India Likely to Approve 2-Dose Regimen for Covid-19 Vaccines to be Administered 28 Days Apart, Says Report

·3-min read

India's drugs regulator is likely to approve administering two doses of the AstraZeneca-Oxford vaccine and another locally developed one by Bharat Biotech, each four weeks apart, a Reuters report said on Sunday, quoting two sources. The Serum Institute of India, which is making the Oxford-AstraZeneca doses, had applied for a two full-dose regime about 28 days apart.

Experts at India's Central Drugs Standards Control Organisation (CDSCO) have already approved the vaccines and a final decision is expected to be announced by the agency's chief at a news conference scheduled on Sunday. Calls to CDSCO were unanswered outside regular business hours, the report said.

The process for the final approval is expected to be a formality given the urgency for a vaccine in the country with the highest number of Covid-19 infections in the world after the United States. The other vaccine, known as COVAXIN, has been developed locally by Bharat Biotech and the government-run Indian Council of Medical Research.

"Grant of permission for restricted use in emergency situation in public interest as an abundant precaution, in clinical trial mode, specially in the context of infection by mutant strains," the government cited the experts' recommendation for COVAXIN, referring to the new strain of the virus first detected in Britain. For the AstraZeneca/Oxford vaccine, the approval was "subject to multiple regulatory conditionalities", it said, without giving details.

Information and Broadcasting minister Prakash Javadekar told reporters earlier that two other vaccines were waiting to be approved - Zydus Cadila's ZyCoV-D and Russia's Sputnik V that are both on trial in India. "India is perhaps the only country where four vaccines are getting ready," he said. "One was approved yesterday for emergency use, Serum's COVISHIELD." he said, referring to the fact that the AstraZeneca/Oxford shot is being made locally by the Serum Institute of India (SII).

The AstraZeneca/Oxford vaccine, which was granted its first approval by Britain on Tuesday, is cheaper and easier to use than some rival shots, such as the one from Pfizer Inc - a major advantage in tackling a pandemic that has claimed more than 1.8 million lives worldwide. However, it has been plagued by uncertainty about its most effective dosage ever since data published in November showed a half dose followed by a full dose had a 90% success rate while two full shots were 62% effective.

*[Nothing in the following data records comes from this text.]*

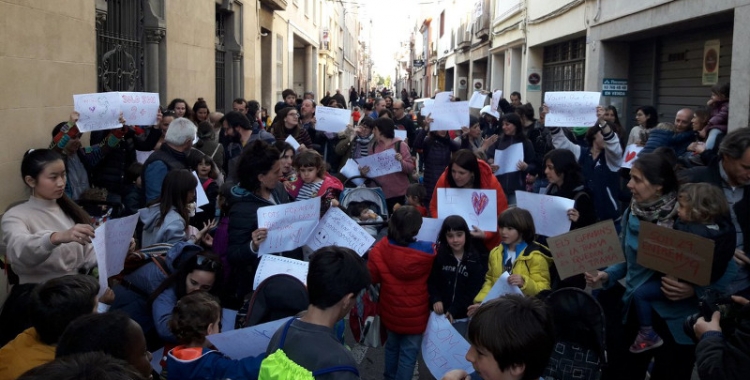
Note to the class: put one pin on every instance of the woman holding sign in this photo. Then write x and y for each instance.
(654, 186)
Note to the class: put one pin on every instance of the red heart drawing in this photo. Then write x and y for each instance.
(479, 201)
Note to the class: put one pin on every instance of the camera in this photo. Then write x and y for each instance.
(708, 304)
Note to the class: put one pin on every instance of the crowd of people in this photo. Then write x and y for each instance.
(188, 263)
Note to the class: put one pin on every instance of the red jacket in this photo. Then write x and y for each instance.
(402, 272)
(488, 181)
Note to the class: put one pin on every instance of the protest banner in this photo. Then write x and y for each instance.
(631, 153)
(508, 158)
(330, 119)
(571, 108)
(586, 249)
(449, 116)
(477, 206)
(550, 213)
(381, 163)
(140, 108)
(98, 111)
(338, 229)
(288, 224)
(680, 254)
(443, 348)
(270, 265)
(111, 242)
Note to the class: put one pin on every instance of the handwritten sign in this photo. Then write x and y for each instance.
(430, 229)
(250, 341)
(98, 111)
(550, 213)
(508, 158)
(111, 243)
(271, 265)
(477, 206)
(571, 108)
(631, 153)
(443, 348)
(140, 108)
(586, 249)
(288, 224)
(501, 288)
(381, 163)
(338, 229)
(449, 116)
(683, 255)
(330, 119)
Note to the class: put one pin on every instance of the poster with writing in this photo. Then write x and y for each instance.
(338, 229)
(250, 341)
(550, 213)
(508, 158)
(586, 249)
(443, 348)
(98, 111)
(449, 116)
(381, 163)
(140, 108)
(288, 224)
(680, 254)
(330, 119)
(631, 153)
(571, 108)
(501, 288)
(477, 206)
(270, 265)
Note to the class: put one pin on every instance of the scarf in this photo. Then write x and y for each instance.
(661, 211)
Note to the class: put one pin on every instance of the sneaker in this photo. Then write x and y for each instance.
(646, 341)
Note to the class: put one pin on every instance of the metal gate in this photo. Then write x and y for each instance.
(119, 47)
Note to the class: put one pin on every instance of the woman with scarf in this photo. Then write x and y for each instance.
(654, 186)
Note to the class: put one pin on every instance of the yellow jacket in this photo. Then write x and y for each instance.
(532, 264)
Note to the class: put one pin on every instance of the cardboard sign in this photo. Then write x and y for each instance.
(586, 249)
(680, 254)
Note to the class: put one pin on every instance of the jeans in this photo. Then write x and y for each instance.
(401, 355)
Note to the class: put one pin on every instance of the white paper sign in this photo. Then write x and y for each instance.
(338, 229)
(430, 229)
(288, 224)
(98, 111)
(271, 265)
(291, 141)
(330, 119)
(449, 116)
(111, 243)
(140, 108)
(381, 163)
(250, 341)
(550, 213)
(631, 153)
(571, 108)
(443, 348)
(507, 159)
(477, 206)
(501, 288)
(477, 100)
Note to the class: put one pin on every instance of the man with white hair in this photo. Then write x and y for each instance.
(172, 155)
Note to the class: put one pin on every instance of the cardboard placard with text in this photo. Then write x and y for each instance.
(586, 249)
(680, 254)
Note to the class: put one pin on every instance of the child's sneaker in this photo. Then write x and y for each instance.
(646, 340)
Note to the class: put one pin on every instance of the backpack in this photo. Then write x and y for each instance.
(278, 366)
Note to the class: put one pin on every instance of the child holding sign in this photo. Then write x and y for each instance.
(702, 210)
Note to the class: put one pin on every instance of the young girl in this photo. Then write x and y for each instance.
(526, 260)
(196, 316)
(314, 181)
(457, 272)
(702, 210)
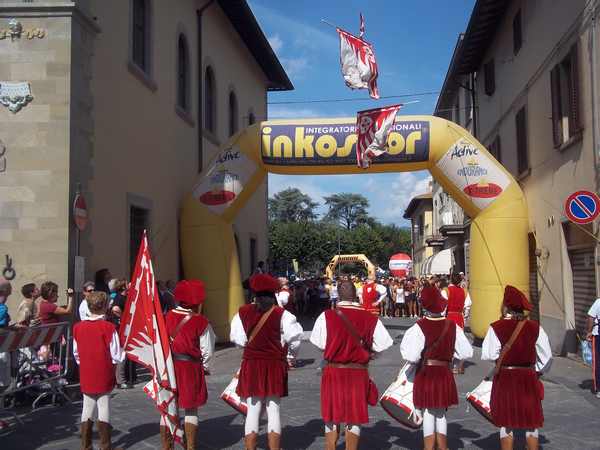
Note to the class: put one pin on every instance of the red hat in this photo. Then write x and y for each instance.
(264, 283)
(432, 300)
(515, 300)
(190, 292)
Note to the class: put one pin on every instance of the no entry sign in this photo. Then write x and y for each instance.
(80, 215)
(582, 207)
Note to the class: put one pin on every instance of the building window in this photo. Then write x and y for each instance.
(495, 148)
(564, 84)
(141, 34)
(522, 151)
(457, 111)
(210, 104)
(253, 255)
(517, 33)
(183, 73)
(233, 114)
(489, 75)
(139, 220)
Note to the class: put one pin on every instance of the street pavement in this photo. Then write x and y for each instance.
(571, 411)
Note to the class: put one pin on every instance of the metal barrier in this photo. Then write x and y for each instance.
(35, 359)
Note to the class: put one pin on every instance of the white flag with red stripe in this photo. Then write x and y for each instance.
(373, 127)
(145, 339)
(358, 63)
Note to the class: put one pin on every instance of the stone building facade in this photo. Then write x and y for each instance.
(129, 102)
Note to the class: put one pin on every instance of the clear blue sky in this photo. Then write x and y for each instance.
(413, 42)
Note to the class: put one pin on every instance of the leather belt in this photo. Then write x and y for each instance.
(436, 363)
(348, 366)
(518, 367)
(187, 358)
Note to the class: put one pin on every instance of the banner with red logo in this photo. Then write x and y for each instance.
(374, 127)
(474, 172)
(359, 66)
(145, 339)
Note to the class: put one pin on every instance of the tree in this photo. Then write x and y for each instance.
(349, 210)
(292, 205)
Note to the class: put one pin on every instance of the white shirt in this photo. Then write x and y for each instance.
(595, 313)
(399, 295)
(283, 297)
(291, 331)
(116, 352)
(491, 348)
(207, 340)
(84, 310)
(381, 338)
(413, 344)
(382, 291)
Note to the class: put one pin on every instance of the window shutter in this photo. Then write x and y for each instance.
(574, 116)
(556, 108)
(490, 78)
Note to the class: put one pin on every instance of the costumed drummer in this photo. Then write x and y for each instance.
(459, 302)
(264, 330)
(348, 335)
(192, 345)
(517, 392)
(432, 343)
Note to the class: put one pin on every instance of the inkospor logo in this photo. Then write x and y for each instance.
(487, 190)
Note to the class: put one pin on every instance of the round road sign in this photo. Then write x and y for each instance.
(582, 207)
(80, 215)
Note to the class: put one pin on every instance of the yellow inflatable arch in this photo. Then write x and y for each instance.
(347, 259)
(464, 168)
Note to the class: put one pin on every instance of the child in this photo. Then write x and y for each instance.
(97, 350)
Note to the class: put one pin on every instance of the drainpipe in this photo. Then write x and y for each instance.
(199, 13)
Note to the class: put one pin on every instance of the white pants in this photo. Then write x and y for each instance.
(91, 402)
(434, 421)
(354, 429)
(191, 416)
(255, 406)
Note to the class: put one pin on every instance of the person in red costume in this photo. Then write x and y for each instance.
(522, 353)
(348, 335)
(192, 345)
(432, 343)
(265, 330)
(97, 350)
(458, 302)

India's regulator has also received an emergency-use application for the COVID-19 vaccine made by Pfizer with Germany's BioNTech - the first shot to secure regulatory approval in the West. India has reported more than 10.3 million COVID-19 cases and around 150,000 deaths, though its rate of infection has come down significantly from a mid-September peak. The country hopes to inoculate 300 million of its 1.35 billion people in the first six to eight months of this year.

SII, the world's biggest producer of vaccines, has already stockpiled about 50 million doses of the AstraZeneca/Oxford shot, which will be sold to the government at about Rs 250 ($3.42) per dose and Rs 1,000 on the private market.